También hay Jengibre, Hoja de Crisantemo, Chícharo Chino, Frijol de Soya, Rábano Blanco, Pimienta China, Tofu, Vinagre de Arroz, Aceite de Ajonjolí, Fideo transparente, Algas, Acelgas, Lirio, Tomatillo, Pepino Europeo, Ejote Francés, Echalotes, Zanahoria y Elote bebé, Endivias, Repollos, Lechugas Coreanas e Italianas, Radiquios, Yuca, Malanga y Ñame, para sentirse en Cuba, Ajos, Cebollas, Chilacayotes, Azafrán de raíz, Naranja Agria, Hinojo, Puerro, Ayocote, Quimbombó (se me van olvidando, disculpe usted), Plátano Verde, Jitomate Cherry, Arúgula, Ciruelas, Hongos, Mangos, Papayas, Carambolos, Piñas, Sandías, Limas, Frambuesas, Melones, Kiwis, Arándanos, Lichis, Maracuyás y tantos y tantos más que seguramente no conocemos.

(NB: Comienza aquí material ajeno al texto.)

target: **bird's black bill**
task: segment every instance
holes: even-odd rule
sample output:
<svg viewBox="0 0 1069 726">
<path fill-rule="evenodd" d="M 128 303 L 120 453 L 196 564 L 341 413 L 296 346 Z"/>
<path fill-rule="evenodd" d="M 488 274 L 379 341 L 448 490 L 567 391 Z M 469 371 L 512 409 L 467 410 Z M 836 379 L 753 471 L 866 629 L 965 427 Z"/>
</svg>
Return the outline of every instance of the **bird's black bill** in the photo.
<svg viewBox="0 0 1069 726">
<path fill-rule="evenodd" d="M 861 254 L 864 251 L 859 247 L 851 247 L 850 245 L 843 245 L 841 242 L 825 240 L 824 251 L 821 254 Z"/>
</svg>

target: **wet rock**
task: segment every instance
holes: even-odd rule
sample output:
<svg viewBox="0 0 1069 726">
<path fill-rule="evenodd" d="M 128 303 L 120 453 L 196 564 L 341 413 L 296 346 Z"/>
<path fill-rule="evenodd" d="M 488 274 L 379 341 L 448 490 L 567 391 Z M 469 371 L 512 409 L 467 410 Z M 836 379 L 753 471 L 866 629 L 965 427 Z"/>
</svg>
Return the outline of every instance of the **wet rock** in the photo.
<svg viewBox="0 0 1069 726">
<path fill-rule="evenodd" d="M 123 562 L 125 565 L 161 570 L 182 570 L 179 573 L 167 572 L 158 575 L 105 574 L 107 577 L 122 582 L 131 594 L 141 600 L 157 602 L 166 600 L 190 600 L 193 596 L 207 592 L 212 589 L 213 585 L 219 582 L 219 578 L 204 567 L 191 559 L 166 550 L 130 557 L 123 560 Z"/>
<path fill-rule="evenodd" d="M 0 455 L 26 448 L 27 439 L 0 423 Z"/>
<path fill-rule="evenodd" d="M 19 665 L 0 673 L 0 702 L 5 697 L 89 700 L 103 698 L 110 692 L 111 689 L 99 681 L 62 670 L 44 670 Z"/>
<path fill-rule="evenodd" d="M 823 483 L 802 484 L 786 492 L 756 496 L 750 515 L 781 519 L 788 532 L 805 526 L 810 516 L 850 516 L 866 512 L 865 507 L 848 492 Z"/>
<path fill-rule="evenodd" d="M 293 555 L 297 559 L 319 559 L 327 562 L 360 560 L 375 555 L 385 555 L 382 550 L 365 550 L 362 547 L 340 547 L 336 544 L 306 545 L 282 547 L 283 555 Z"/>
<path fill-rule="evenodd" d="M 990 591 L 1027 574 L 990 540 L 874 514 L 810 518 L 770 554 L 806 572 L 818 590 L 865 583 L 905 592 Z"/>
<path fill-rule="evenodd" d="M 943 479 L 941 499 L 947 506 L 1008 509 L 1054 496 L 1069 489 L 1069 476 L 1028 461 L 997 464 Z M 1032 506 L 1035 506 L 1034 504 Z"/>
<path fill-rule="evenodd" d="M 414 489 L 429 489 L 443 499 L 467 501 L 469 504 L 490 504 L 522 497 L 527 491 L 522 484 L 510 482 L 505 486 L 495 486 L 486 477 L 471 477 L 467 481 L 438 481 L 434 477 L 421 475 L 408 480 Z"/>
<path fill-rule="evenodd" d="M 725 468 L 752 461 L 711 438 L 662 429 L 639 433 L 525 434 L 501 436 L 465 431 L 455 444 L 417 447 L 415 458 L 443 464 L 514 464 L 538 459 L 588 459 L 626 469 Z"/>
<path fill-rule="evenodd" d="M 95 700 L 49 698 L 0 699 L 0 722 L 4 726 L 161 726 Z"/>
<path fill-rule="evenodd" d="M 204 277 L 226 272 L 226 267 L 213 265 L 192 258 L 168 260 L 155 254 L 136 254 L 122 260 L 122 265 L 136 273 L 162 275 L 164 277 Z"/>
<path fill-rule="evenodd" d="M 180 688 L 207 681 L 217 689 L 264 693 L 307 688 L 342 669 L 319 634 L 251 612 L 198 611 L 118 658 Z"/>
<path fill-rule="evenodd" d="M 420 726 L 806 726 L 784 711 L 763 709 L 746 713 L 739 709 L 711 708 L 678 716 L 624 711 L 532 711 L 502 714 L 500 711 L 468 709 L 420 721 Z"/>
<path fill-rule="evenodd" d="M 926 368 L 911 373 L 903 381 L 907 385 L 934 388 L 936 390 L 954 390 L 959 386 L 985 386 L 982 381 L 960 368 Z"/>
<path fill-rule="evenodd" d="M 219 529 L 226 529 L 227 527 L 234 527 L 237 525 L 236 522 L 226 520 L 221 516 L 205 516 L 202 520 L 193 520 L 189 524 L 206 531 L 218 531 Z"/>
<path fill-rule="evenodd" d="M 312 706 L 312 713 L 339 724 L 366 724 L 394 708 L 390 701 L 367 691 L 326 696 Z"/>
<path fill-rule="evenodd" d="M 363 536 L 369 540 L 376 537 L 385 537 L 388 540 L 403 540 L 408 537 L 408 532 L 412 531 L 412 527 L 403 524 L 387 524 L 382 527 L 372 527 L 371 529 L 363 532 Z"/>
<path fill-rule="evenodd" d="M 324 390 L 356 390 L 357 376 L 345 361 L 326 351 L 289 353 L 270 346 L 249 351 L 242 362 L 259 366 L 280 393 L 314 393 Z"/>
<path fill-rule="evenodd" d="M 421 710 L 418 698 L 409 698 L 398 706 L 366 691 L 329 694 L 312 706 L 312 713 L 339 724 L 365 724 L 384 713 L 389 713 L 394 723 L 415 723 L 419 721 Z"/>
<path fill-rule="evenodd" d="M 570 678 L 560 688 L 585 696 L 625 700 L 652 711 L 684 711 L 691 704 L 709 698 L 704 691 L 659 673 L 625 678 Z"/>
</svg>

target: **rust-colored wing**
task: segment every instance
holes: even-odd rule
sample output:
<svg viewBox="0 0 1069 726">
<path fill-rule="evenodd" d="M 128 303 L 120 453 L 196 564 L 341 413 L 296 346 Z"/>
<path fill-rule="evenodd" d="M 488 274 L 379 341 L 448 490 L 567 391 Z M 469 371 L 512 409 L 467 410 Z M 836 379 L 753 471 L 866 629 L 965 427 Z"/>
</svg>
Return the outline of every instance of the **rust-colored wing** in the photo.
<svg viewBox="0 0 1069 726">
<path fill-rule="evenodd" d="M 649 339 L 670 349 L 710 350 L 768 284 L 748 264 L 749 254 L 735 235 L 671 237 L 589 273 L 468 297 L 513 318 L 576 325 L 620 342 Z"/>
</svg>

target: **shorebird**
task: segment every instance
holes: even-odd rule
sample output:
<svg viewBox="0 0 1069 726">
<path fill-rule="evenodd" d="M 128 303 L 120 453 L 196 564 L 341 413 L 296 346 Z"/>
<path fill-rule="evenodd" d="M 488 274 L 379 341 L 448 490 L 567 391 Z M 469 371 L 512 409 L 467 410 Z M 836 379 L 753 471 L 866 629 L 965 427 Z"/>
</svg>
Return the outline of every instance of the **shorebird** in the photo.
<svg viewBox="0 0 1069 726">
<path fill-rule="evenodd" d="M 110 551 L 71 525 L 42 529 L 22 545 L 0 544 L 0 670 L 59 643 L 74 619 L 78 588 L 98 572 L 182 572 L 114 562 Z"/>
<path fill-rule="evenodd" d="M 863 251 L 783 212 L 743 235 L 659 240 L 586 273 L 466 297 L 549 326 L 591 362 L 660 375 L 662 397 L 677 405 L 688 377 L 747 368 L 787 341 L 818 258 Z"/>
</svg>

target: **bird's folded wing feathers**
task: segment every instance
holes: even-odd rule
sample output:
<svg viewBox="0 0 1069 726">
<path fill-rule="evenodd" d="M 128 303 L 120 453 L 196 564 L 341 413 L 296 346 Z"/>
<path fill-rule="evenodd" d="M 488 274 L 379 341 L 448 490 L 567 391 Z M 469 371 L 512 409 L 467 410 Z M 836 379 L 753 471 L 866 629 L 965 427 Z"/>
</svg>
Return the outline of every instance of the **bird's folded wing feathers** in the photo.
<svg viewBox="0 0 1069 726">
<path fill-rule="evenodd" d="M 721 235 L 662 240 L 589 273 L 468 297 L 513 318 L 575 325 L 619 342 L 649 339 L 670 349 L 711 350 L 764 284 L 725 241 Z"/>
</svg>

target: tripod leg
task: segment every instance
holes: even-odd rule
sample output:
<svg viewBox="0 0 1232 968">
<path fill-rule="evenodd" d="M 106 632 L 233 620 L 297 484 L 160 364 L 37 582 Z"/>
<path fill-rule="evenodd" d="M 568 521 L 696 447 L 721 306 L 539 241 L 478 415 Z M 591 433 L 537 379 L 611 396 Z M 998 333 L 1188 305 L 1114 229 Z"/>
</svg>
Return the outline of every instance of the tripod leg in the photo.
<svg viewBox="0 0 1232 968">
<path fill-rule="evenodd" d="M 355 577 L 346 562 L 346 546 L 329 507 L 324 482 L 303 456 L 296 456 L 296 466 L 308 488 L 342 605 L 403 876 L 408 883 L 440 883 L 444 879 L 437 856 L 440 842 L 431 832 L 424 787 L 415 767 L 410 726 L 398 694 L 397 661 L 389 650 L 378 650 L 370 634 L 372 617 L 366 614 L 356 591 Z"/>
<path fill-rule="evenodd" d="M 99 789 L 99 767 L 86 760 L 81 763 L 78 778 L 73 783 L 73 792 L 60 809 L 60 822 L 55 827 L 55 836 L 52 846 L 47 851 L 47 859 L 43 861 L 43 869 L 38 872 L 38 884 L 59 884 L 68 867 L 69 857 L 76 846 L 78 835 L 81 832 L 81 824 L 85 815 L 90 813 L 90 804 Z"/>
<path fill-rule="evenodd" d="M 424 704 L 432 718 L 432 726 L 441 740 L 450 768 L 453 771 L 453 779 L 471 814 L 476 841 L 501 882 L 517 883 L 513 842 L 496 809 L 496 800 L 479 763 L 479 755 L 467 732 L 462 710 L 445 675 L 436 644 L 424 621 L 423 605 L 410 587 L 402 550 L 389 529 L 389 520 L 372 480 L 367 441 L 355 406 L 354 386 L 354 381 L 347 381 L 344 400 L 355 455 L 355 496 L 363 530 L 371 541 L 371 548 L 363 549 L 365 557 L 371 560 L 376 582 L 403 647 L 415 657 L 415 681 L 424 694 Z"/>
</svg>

Parece mentira. Comestibles de todos los lados del mundo comprados por todos los comelones habidos y por haber: chefs empresarios, chefs primerizos, cocineros vernáculos, turistas extranjeros o nacionales, viajeros en fin de la misma ciudad (“Comer es viajar con la lengua”, decía Xavier Villaurrutia), filósofos personalísimos del sabor (todos en una trabazón mandibular, con la hiel rota), o muy bien informados o seguros de su capacidad cósmica para el disfrute. Porque ampliando la respuesta, el Mercado de San Juan reclama su autenticidad desde su gente. Y eso lo supo Paire, que escribió al final de su texto sobre nuestro mercado: “Todo aquello me pareció sumamente exótico, aunque detrás de esa impresión la vista de alimentos tan diferentes permitía atisbar una realidad profunda y vibrante, más allá de lo que había percibido hasta entonces».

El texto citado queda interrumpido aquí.